J’avais déjà un intérêt certain pour le baseball et le fait que ce petit morceau de carton était un objet totalement ancré dans le paysage culturel en Amérique du Nord m’a bien aidé.
J’ai acheté mon premier paquet au Sky Dome (aujourd’hui Rodgers Field, stade des Blue Jays en Major League Baseball, ndlr) de Toronto.
A mon retour en France, j’ai accentué mes recherches malgré mon jeune âge et le peu d’accès à ce phénomène peu commun dans notre pays. Quelques temps plus tard, ma sœur a trouvé dans une braderie un paquet de trading cards. Je l’ai ouvert et j’ai trouvé dedans une carte magnifique de Derek Jeter. Elle était différente et c’était un joueur que j’adorais. C’était en 2002 et je n’ai plus jamais arrêté de le collectionner depuis tout ce temps ! Donc tu peux voir que ma famille a eu un réel impact dans ma passion.
Tu as écrit un livre sur ce hobby confidentiel en France mais hyper répandu aux États-Unis où certaines cartes atteignent des millions de dollars. Qu’est-ce qui t’a donné envie d’écrire ce livre ?
Tout d’abord, je ne me considère pas comme écrivain. C’est un mélange « pêle-mêle » d’un récit biographique, de traductions, documentations diverses et quelques interviews. Il est le résultat d’une succession d’idées et d’envies pour un projet qui, à la base, n’était pas voué à paraître.

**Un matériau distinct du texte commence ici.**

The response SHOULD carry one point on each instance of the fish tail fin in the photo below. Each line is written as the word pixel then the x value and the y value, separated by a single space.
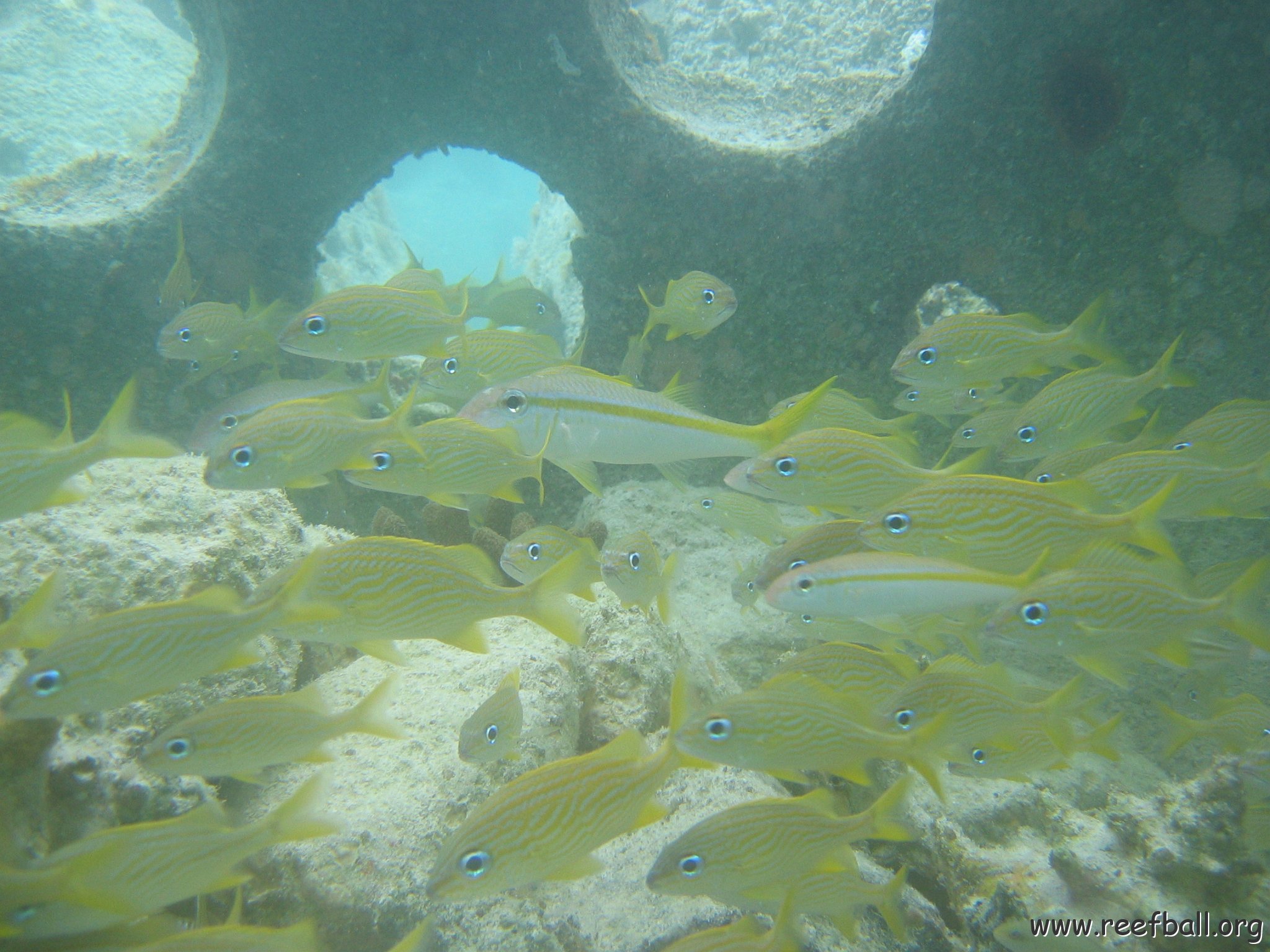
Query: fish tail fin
pixel 373 714
pixel 1181 730
pixel 888 904
pixel 1086 333
pixel 116 438
pixel 300 815
pixel 786 423
pixel 1244 604
pixel 1145 527
pixel 35 625
pixel 546 603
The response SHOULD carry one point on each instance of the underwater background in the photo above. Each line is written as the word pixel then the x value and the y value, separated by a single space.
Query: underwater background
pixel 718 205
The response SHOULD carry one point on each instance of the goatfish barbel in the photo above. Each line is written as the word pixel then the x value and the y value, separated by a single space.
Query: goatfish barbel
pixel 585 418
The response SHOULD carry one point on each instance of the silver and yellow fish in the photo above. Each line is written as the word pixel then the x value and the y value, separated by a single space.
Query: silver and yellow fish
pixel 694 305
pixel 241 736
pixel 37 467
pixel 493 729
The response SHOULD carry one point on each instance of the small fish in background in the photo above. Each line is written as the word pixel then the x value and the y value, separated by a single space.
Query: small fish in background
pixel 762 843
pixel 241 736
pixel 535 551
pixel 178 287
pixel 739 516
pixel 633 569
pixel 298 443
pixel 981 350
pixel 373 323
pixel 1238 724
pixel 37 467
pixel 845 410
pixel 694 305
pixel 493 729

J’ai lu beaucoup d’articles et j’ai pu lire des livres parus aux États-Unis sur le sujet. Mon niveau d’anglais étant limité, j’étais frustré de ne pas tout comprendre ou de passer à côté de certaines informations. Je me suis plusieurs fois fait la remarque sur le fait que rien n’existait sur le sujet en français. Peu avant le confinement, j’ai commencé à écrire quelques bribes de mon histoire personnelle. Plus j’avançais, plus j’avais des pages et je me prenais au jeu. En parlant de ce projet un peu fou, on m’a conseillé de faire une campagne participative pour financer une éventuelle impression. Le bouche à oreille a opéré et j’ai pu voir plus loin que ce que mes 150 pages initiales comprenaient. J’ai atteint près de 500 pages et il a même fallu réduire et sélectionner pour ne pas exploser le budget initial. J’avais près de 50 commandes de personnes qui ont cru en moi. Je leur serais à jamais reconnaissant car ce n’était pas gagné du tout. Ils ont cru en moi avec peu d’éléments. J’ai mis du temps à sortir le projet final (qui n’est pas parfait mais cela reste amateur donc l’indulgence a été de mise pour la plupart ) car le chemin n’a pas été si facile. Mais globalement la critique du monde du hobby a été si positive que j’ai eu 100 commandes ! J’ai été submergé de demande et de questions. J’ai hésité à faire imprimer 200 exemplaires mais cela était un gros risque vu le nombre de commandes initiales. J’ai donc assuré le coup avec 150 livres et c’était déjà financièrement un gros pari.
Qu’est-ce qui a été le plus compliqué dans cette aventure où tu as choisi l’auto-édition et le financement participatif ?
Comme je te le disais sur la question précédente, je ne suis ni professionnel ni écrivain. Il a fallu monter un projet de A à Z. Pour l’anecdote, encore en avril, je n’avais même pas d’ordinateur personnel pour rédiger mon livre. J’ai choisi directement l’auto-édition car c’était pour moi la liberté de pouvoir y ajouter un contenu riche et, d’autre part, je ne voulais même pas faire de démarche auprès d’éditeurs car je ne savais même pas par où commencer. Je n’ai aucun regret sur ce point.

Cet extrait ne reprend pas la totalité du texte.